Risk, in that context, is often an elusive target. The court (and the
Ministry of Children and Families) can't simply substitute its own
view of what constitutes a proper home. Messiness, for example,
doesn't count -- unless it can be shown objectively to be a threat to
the health of the child. Strict (or lax) discipline is no sure thing
either -- unless it has degenerated into abuse (or abandonment). In
short, everyone involved is extremely careful to measure the risk to
the child objectively, without injecting their own preconceptions
about what constitutes good parenting.

Which brings me to legislation passed in Alberta about 15 months ago.
It is called the Drug-Endangered Children Act -- and it suggests that
our good neighbours to the east have fallen off the edge of the flat
earth they live on.

Like British Columbia, Alberta has a perfectly workable statute to
protect children at risk. It's called the Child, Youth and Family
Enhancement Act. It is much like all such legislation across the
country and, as in British Columbia, the general criteria for what's
called an "apprehension" are that the child is neglected or
abandoned, deprived of necessary health care or is likely to be
sexually, physically or emotionally harmed.

So it comes as something of a surprise that the Alberta government
considered the existing law insufficient to deal with children who
are at risk because of drugs in their environment. Indeed, they
considered it necessary in the preamble to the Drug-Endangered
Children Act to state categorically that "children exposed to illegal
manufacturing of drugs, indoor cannabis operations, trafficking and
other forms of illegal drug activity are victims of abuse."

That is as wild a claim as it is unsupportable.

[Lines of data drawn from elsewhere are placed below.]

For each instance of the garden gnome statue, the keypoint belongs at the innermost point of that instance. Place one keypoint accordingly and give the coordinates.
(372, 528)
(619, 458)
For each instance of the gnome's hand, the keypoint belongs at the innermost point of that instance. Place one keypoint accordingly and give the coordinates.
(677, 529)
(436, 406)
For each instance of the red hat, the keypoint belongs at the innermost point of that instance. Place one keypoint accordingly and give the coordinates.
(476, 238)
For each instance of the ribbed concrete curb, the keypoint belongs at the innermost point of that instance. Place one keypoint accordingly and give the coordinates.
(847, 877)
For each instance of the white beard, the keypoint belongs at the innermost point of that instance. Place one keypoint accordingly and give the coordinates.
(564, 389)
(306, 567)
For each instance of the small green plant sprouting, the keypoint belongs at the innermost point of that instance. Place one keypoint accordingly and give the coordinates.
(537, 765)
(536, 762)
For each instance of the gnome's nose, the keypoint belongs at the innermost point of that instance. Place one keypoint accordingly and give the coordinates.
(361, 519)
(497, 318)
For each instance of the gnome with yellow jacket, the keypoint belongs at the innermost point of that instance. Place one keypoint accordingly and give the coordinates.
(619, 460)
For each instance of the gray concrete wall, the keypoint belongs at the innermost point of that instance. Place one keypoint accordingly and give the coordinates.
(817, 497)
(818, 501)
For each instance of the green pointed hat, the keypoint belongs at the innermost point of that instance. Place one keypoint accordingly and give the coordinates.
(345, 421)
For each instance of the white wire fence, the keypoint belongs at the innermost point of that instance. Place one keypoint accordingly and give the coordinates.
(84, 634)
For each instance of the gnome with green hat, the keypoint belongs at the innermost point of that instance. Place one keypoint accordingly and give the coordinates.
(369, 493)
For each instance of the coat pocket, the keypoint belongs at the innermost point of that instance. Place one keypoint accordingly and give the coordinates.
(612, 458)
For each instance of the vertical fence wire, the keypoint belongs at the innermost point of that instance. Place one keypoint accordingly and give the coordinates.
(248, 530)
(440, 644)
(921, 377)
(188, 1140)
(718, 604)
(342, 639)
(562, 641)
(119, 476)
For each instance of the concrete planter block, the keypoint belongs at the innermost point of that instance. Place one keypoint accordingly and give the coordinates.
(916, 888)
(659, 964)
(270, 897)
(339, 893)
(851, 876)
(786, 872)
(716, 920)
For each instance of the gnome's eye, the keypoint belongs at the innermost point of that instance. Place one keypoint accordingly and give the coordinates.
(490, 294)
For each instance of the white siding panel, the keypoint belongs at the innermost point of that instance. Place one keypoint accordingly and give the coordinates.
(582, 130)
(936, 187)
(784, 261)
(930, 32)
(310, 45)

But the circumstances
under which it may be invoked are so broad there is little that can
be done to counter its stupidity. Although the preamble suggests that
only the really serious stuff is the object of the Act, a child is
deemed to be drug-endangered if he or she is "exposed" to illegal
substances. That's it. Full stop.

There is little doubt that, under existing legislation, finding a
child in the heart of a meth lab would be sufficient grounds for
removal from the home. Similarly, existing law would also catch a
child that is forced to ingest the substances his parents use or to
actively participate in trafficking. So, also, would the child who is
being raised by alcoholics who have lost their capacity to nurture
and protect him or her. Those are all examples of an objective
connection between risk and the presence of drugs. But there is none
at all in any number of circumstances where drugs are in the picture.
The simple fact is, having drugs around -- any kind of drugs -- is a
neutral factor in a child's well-being.

Abusing drugs -- all drugs, including alcohol, tobacco and
prescription medications -- or being actively involved in the drug
market and subjecting your child to the fallout from that activity,
is what counts. If the preamble to the Alberta Act is to be taken at
face value, the millions who smoke in their own home, or keep alcohol
on hand, drink it in front of their children or pass it out to their
friends (or, god forbid, have a wine-making operation in the
basement) should be deemed, by that very fact, to be abusing their kids.

It is only the illegality of the drugs, therefore, that underpins the
statute. That makes as much sense as maintaining that a child is
abused because its father cheats on his income tax, or its mother
shoplifted a pair of pants, or both have been known to occasionally
drive over .08 (with the kid safely at home with a responsible babysitter).

This legislation was enacted by a government all too eager to play on
the hysteria over drugs. But it's not just a harmless political ploy.
The Act allows provincial authorities to inflict punishment, both on
the parents and the snatched child, without anyone alleging that the
child is really, seriously and, most important, objectively at risk
because of the presence of drugs. As long as the kid is "exposed,"
that's enough.

The statute is a shameful example of the obsession of elected
representatives with petty political advantage at the expense of real
human beings, in this case the parents and children who will
inevitably be unjustly damaged by its operation.

In my last column, I referred in error to the attorney-general as the
"right honourable." He is not. He is an "honourable" (or not).